The head of the Department of Ophthalmology at the Center for Medical Genetics, Ghent University Hospital, discussed the main takeaways of a post-marketing study on the gene therapy.
“[P]atients are navigating in conditions where they were never able to see anything before—so much so that when people now go out, during a sunny day, they start wearing sunglasses... Like for example here in New Orleans, with highly intense sunshine, I have to wear sunglasses to be comfortable—and that's what they say as well. So I think the main takeaway is it does work. It works as intended. And there are no surprises at the level of safety, as well.”

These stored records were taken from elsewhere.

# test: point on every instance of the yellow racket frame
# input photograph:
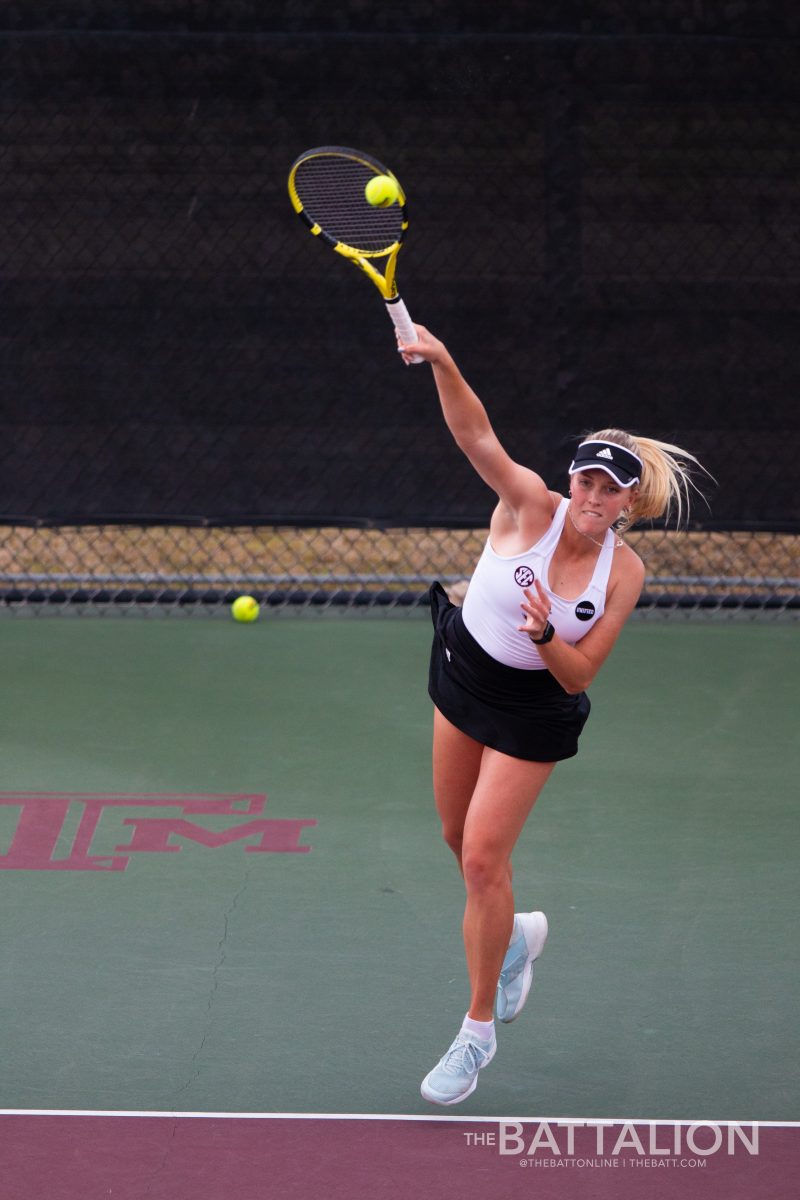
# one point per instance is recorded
(385, 282)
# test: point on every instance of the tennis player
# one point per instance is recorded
(510, 670)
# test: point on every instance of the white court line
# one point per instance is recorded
(386, 1116)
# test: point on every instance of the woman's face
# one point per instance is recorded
(597, 501)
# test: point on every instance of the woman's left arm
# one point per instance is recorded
(576, 666)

Spark Therapeutics’ voretigene neparvovec (Luxturna) was approved by the FDA in December 2017 and by the European Medicines Agency (EMA) in 2018 for the treatment of inherited retinal dystrophy related to mutations in the RPE65 gene.1,2 The FDA approval was based in part on the results of a pivotal phase 3 clinical trial (NCT00999609) which evaluated the efficacy and safety of the treatment.

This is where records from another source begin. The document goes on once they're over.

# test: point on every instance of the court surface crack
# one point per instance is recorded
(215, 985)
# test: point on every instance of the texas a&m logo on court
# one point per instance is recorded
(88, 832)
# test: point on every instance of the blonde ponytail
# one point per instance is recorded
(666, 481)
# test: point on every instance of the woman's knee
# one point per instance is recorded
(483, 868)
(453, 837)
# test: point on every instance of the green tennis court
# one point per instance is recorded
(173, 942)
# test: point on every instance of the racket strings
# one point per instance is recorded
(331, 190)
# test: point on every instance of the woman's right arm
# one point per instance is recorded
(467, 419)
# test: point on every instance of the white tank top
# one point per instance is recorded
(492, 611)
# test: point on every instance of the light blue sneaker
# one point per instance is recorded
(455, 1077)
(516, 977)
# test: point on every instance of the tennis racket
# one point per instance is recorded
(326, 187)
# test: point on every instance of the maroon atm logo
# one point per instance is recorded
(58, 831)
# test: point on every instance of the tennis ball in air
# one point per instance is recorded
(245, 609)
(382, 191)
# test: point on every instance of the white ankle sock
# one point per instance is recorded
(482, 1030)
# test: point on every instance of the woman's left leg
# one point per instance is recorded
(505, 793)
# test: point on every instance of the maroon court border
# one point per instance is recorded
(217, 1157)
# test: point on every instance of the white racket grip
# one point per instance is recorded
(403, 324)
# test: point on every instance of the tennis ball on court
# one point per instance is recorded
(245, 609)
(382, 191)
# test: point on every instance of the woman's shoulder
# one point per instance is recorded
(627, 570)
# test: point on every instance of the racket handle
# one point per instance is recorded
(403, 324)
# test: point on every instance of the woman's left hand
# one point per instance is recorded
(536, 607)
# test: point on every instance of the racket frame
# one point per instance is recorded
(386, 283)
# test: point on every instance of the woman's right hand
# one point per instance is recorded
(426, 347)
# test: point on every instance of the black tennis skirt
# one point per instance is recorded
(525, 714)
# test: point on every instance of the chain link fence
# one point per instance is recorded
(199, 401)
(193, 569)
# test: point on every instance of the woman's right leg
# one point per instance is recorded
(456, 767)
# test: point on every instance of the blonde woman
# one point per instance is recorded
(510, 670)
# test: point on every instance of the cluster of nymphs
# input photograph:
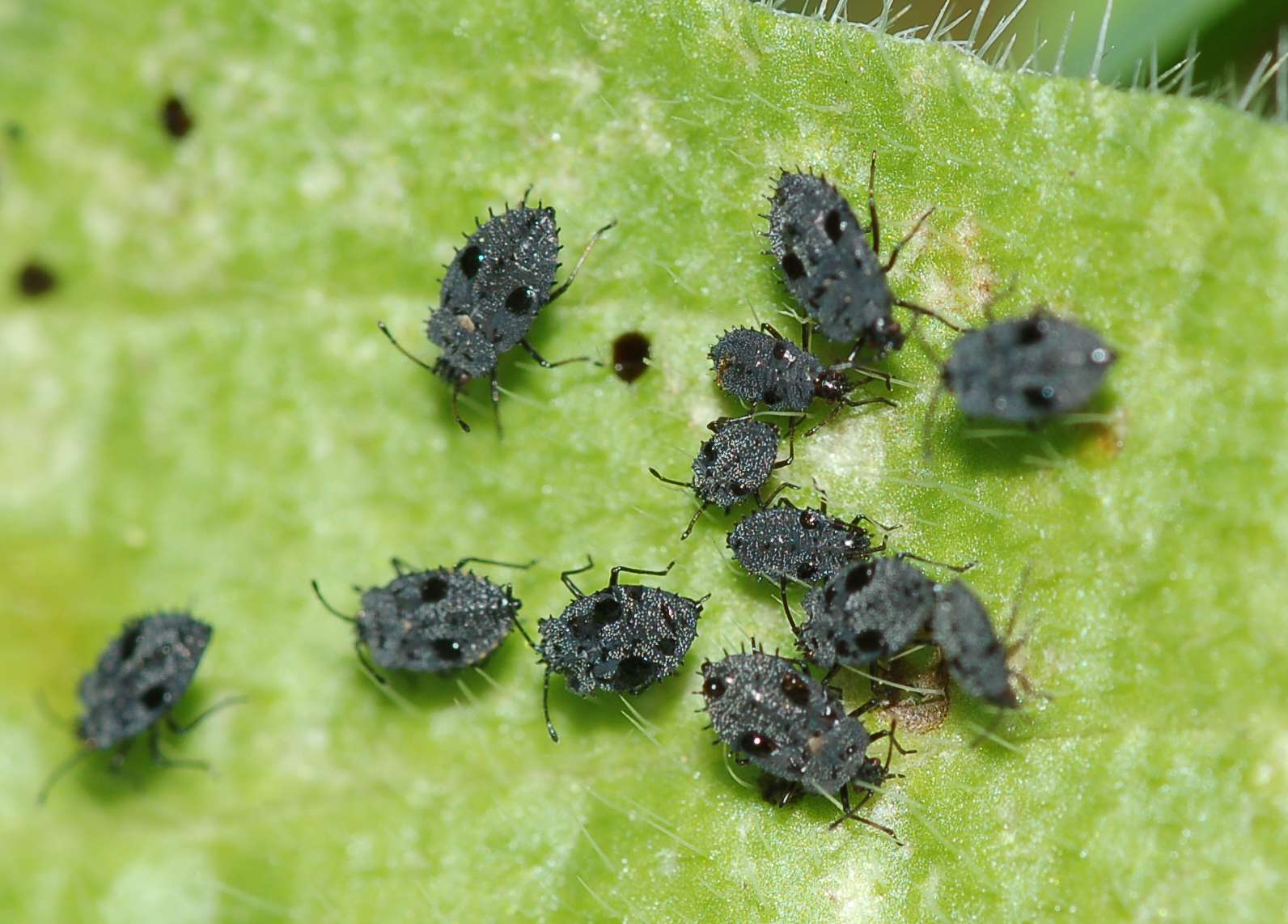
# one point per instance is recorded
(863, 610)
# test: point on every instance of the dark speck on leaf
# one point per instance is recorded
(35, 280)
(176, 117)
(630, 356)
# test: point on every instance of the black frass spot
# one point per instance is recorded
(630, 356)
(35, 278)
(176, 117)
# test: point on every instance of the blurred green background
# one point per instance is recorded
(1233, 36)
(196, 409)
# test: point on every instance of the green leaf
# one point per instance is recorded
(204, 414)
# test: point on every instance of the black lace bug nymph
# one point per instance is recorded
(867, 611)
(974, 654)
(761, 367)
(828, 265)
(1028, 369)
(733, 464)
(786, 543)
(492, 291)
(432, 620)
(773, 714)
(138, 680)
(622, 638)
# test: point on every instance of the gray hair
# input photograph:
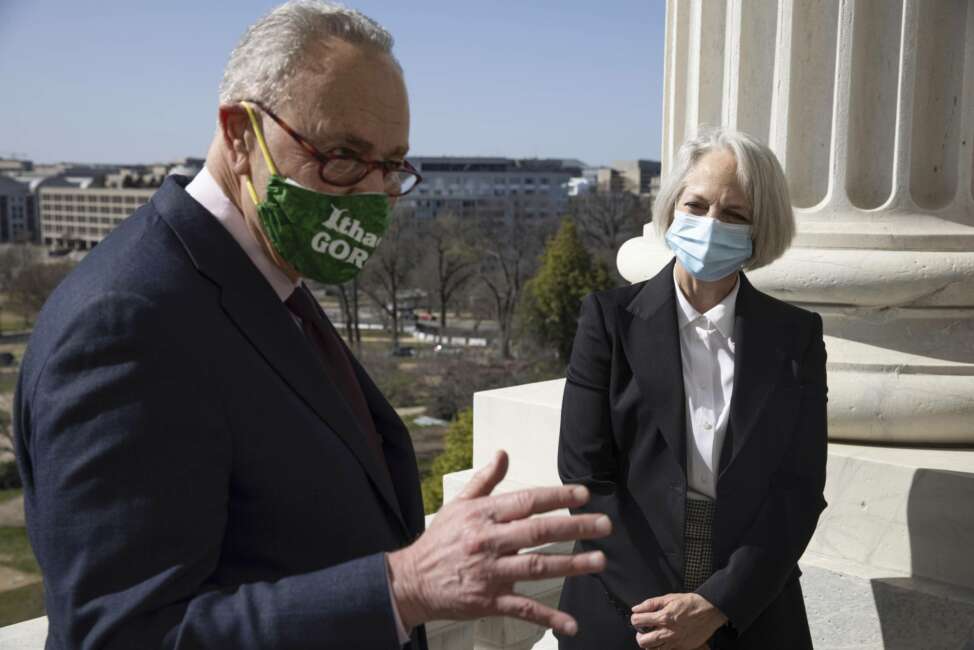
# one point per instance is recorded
(761, 178)
(263, 63)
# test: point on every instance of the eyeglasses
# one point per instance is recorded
(399, 176)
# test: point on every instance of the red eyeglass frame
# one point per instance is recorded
(387, 166)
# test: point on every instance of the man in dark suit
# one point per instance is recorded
(205, 464)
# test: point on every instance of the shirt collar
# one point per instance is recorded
(209, 194)
(721, 315)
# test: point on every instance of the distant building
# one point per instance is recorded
(79, 205)
(492, 188)
(79, 217)
(18, 212)
(637, 176)
(10, 166)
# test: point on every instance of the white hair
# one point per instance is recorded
(264, 62)
(761, 178)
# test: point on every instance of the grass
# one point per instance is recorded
(8, 381)
(7, 495)
(15, 551)
(21, 604)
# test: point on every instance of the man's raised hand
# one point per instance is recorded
(465, 565)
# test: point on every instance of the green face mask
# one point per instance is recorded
(325, 237)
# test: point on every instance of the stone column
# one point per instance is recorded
(869, 105)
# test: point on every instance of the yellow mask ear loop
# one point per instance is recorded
(263, 148)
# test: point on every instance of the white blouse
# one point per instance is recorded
(707, 350)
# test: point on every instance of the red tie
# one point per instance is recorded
(334, 358)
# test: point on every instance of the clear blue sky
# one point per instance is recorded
(136, 81)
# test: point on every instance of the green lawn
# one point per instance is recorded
(15, 550)
(24, 602)
(21, 604)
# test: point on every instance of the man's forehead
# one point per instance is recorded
(359, 99)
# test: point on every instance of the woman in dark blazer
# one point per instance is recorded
(695, 412)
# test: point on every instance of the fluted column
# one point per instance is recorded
(869, 105)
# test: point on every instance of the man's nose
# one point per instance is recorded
(374, 181)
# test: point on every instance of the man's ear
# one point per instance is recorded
(234, 127)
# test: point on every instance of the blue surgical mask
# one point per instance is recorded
(709, 249)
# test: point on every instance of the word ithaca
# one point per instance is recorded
(341, 250)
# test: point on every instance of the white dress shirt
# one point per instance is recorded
(707, 350)
(205, 190)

Findings from a post-marketing study intended to confirm the results of this trial in a real-world setting were presented in a poster entitled “Results of Belgian patients with RPE65-related inherited retinal dystrophy 6 months after treatment with voretigene neparvovec” at the Association for Research in Vision and Ophthalmology (ARVO) 2023 Annual Meeting, held April 23-27, 2023, in New Orleans, Louisiana.3
In an interview with CGTLive™, Bart P. Leroy, MD, PhD, the head of the Department of Ophthalmology at the Center for Medical Genetics, Ghent University Hospital, who co-authored the poster, discussed the implications of the main results. He stated that the efficacy findings, which included improvements in full-field sensitivity testing (FST), but no significant improvements in best corrected visual acuity (BCVA), confirm the results seen in the phase 3 clinical trial and earlier studies. He also noted that there were no unexpected safety findings in the new study. Leroy gave several examples of how the FST improvements can translate to meaningful changes in daily living for patients and additionally elaborated on the likely reasons why improvements in BCVA were not observed, pointing out that Luxturna has very little impact on central cone function.